Lebanese Broadcasting Corporation (LBC) broadcast the clip as a prelude to next Tuesday's film about the abduction of Israelis, Arad included, and Lebanese prisoners in Israeli jails. Arad was captured in 1986, after bailing out of his plane over Lebanon.
"The IDF was not familiar with the film before it was broadcast last night, and its credibility is being examined by the relevant parties," the IDF spokesman's office said yesterday. "On the face of it, unfortunately, it appears that at this stage it does not contain new information regarding the condition and fate of Ron Arad today.

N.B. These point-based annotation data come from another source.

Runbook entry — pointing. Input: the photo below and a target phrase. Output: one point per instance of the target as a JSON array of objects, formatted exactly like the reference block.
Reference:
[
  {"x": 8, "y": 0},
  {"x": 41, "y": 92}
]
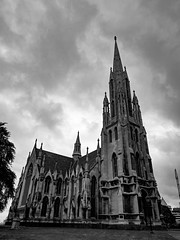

The security establishment will continue to act through all means to receive new information on Ron Arad and abducted and missing IDF soldiers, and will continue to invest all integrated efforts to try and bring them home."
'The authorities knew'
Naftali Glicksberg is an Israeli producer who is working on the film; he has known about the film for eight months. When asked why he did not inform Israeli authorities eight months ago, he said, "whoever needed to know knew. Certain authorities knew."
Glicksberg said he and another Israeli producer, Osnat Trabelsi, were hired by a French production company affiliated with the Lebanese company. Glicksberg added that he had been working with the French company - not directly with the Lebanese one.
Glicksberg said the film shows Arad reciting his name, rank and job in the air force in unclear circumstances.
"It sounds like a declaration and the beginning of an interrogation, but it could also be that this was a general declaration unrelated to an interrogation," said Glicksberg.
He said it was difficult to determine whether Arad was sitting or standing, since the camera focused on Arad's face, adding that the footage may have been filmed by one of Arad's guards or someone who had access to him in the first stage of his captivity.
Glicksberg said he thought the film served internal Lebanese interests, apparently those of Hezbollah, to show the extent to which the organization has acted on behalf of the Lebanese prisoners held in Israel, especially terrorist Samir Kuntar, who has been imprisoned in Israel since 1979.